Cairo, Asharq Al-Awsat—Palestinian President Mahmoud Abbas announced on Wednesday that he would be open to extending Palestinian–Israeli negotiations on the condition that Tel Aviv agree to a number of preconditions, following Israeli Prime Minister Benjamin Netanyahu’s decision to order ministers to cut off contact with their Palestinian counterparts.
In comments to Asharq Al-Awsat, Abbas said he would support extending the negotiations, set to end on April 29, in accordance with a framework and references that would lead to the establishment of a Palestinian state with East Jerusalem as its capital. Tel Aviv has already rejected the idea of East Jerusalem as capital of a Palestinian state.
The prospects of a Palestinian–Israeli peace appeared to lessen this week after Netanyahu ordered an end to contact between his ministers and the Palestinian negotiating team in apparent retaliation against Abbas’s decision to ratify a number of international treaties.
Palestine’s decision to join 15 international conventions and agencies “is the right of the Palestinian people and has nothing to do with Israel,” Abbas told Asharq Al-Awsat.
But the Israeli side says it is a violation of Palestinian commitment to the peace process, arguing that Palestine has no international standing to ratify the treaties before it achieves full statehood.
But speaking at a press conference following the end of Wednesday’s emergency meeting, Arab League Secretary-General Nabil Elaraby said: “Israel is one country which does not abide by the rules of international law. They consider themselves above the law.”
The Arab League foreign ministers meeting also blamed Israel for “the dangerous stalemate” in the Palestinian–Israeli talks.
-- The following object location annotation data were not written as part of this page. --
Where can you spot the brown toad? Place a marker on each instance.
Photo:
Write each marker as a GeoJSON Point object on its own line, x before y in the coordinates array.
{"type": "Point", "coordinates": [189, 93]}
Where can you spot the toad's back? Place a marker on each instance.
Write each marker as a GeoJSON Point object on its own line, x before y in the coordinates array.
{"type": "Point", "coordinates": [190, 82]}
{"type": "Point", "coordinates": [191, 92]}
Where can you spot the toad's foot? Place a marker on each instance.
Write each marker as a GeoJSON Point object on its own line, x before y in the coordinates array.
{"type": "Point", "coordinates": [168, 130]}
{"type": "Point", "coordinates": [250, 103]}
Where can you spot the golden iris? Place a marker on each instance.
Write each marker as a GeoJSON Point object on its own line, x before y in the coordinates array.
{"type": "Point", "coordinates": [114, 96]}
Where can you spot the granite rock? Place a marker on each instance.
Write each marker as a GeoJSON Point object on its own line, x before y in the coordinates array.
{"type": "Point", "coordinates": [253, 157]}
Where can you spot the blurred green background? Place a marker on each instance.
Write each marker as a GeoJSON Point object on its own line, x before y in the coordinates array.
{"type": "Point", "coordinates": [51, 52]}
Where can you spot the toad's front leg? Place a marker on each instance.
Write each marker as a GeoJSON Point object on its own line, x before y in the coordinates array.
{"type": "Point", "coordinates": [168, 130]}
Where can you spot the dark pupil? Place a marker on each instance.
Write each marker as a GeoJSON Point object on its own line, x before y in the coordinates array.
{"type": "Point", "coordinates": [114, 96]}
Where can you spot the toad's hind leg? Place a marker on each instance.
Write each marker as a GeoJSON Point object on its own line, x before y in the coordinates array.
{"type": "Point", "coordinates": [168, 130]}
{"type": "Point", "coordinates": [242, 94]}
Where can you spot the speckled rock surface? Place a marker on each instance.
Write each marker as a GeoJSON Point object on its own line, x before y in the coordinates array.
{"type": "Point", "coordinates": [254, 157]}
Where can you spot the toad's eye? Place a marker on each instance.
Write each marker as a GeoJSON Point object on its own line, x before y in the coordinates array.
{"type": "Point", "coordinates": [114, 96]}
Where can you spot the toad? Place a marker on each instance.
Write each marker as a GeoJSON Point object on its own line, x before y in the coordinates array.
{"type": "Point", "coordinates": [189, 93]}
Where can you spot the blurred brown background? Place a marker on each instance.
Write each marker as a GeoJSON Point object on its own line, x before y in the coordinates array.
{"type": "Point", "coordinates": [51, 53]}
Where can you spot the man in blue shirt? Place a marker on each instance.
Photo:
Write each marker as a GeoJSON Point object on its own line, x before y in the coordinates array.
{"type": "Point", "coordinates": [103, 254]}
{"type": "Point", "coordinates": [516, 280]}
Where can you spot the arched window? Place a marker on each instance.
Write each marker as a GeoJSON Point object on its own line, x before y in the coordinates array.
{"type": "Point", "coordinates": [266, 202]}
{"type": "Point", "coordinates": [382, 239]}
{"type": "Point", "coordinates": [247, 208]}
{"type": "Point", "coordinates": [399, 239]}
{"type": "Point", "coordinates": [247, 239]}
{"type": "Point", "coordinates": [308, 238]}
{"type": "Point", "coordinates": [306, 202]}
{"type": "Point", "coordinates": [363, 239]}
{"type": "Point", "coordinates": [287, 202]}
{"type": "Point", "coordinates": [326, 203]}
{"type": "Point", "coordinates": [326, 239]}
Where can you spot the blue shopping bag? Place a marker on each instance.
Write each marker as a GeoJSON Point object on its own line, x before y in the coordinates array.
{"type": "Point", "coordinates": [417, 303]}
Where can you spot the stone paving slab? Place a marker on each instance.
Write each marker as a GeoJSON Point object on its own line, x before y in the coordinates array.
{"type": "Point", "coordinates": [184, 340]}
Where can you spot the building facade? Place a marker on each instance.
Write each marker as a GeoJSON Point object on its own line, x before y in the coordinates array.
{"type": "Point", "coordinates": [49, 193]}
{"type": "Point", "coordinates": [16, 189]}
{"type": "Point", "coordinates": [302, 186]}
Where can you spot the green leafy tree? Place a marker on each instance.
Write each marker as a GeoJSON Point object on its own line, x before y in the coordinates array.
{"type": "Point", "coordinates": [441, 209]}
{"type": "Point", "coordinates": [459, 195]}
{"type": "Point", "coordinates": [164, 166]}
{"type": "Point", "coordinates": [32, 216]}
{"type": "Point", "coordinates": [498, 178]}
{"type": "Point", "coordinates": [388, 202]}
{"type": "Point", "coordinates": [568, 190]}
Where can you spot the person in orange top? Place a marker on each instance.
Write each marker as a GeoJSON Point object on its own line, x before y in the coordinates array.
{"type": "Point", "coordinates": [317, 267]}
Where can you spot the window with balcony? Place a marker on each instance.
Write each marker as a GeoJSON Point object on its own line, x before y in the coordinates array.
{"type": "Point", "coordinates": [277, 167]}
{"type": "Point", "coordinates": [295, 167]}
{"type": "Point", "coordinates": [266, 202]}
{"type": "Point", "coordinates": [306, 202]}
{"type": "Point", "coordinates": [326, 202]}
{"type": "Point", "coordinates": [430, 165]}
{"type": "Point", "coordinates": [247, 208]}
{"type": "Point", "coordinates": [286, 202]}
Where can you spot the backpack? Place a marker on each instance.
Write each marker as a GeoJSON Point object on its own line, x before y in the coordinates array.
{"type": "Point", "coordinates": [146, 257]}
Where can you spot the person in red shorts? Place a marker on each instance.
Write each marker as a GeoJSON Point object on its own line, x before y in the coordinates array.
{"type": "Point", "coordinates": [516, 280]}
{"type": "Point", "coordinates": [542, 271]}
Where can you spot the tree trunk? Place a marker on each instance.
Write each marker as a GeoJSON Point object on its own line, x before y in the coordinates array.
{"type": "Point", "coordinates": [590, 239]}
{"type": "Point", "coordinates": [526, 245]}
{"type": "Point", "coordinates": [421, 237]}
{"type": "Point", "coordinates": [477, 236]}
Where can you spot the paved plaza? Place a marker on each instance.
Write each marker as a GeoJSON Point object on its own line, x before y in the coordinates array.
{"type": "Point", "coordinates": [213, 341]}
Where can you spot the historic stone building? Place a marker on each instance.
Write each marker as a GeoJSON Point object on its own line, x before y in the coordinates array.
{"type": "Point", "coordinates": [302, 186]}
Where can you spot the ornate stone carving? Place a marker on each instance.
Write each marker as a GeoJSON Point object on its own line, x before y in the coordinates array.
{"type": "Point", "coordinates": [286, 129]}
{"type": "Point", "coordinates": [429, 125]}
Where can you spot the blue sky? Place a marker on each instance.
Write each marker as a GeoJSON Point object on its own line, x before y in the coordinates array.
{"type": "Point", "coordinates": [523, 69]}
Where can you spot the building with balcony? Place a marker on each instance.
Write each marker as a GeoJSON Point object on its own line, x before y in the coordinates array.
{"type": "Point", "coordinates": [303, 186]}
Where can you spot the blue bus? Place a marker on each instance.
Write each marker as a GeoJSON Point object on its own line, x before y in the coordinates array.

The emergency meeting with the Palestinian president came after Tel Aviv backtracked on releasing a final batch of prisoners and announced new settlements in East Jerusalem.
The Arab foreign ministers also renewed their commitment to give the Palestinian government 100 million dollars in aid every month, urging governments falling behind on payments to the Palestinians to meet their obligations.
US Secretary of State John Kerry, who is brokering the fracturing talks, appeared earlier this week to suggest that Israel’s announcement of plans to build 700 new housing units in East Jerusalem was the reason behind the latest crisis.
During a meeting with Israeli Foreign Minister Avigdor Lieberman on Thursday, Kerry said: “We are working hard to try to find a way forward. And both parties indicate they would like to find a way to go forward in the talks.”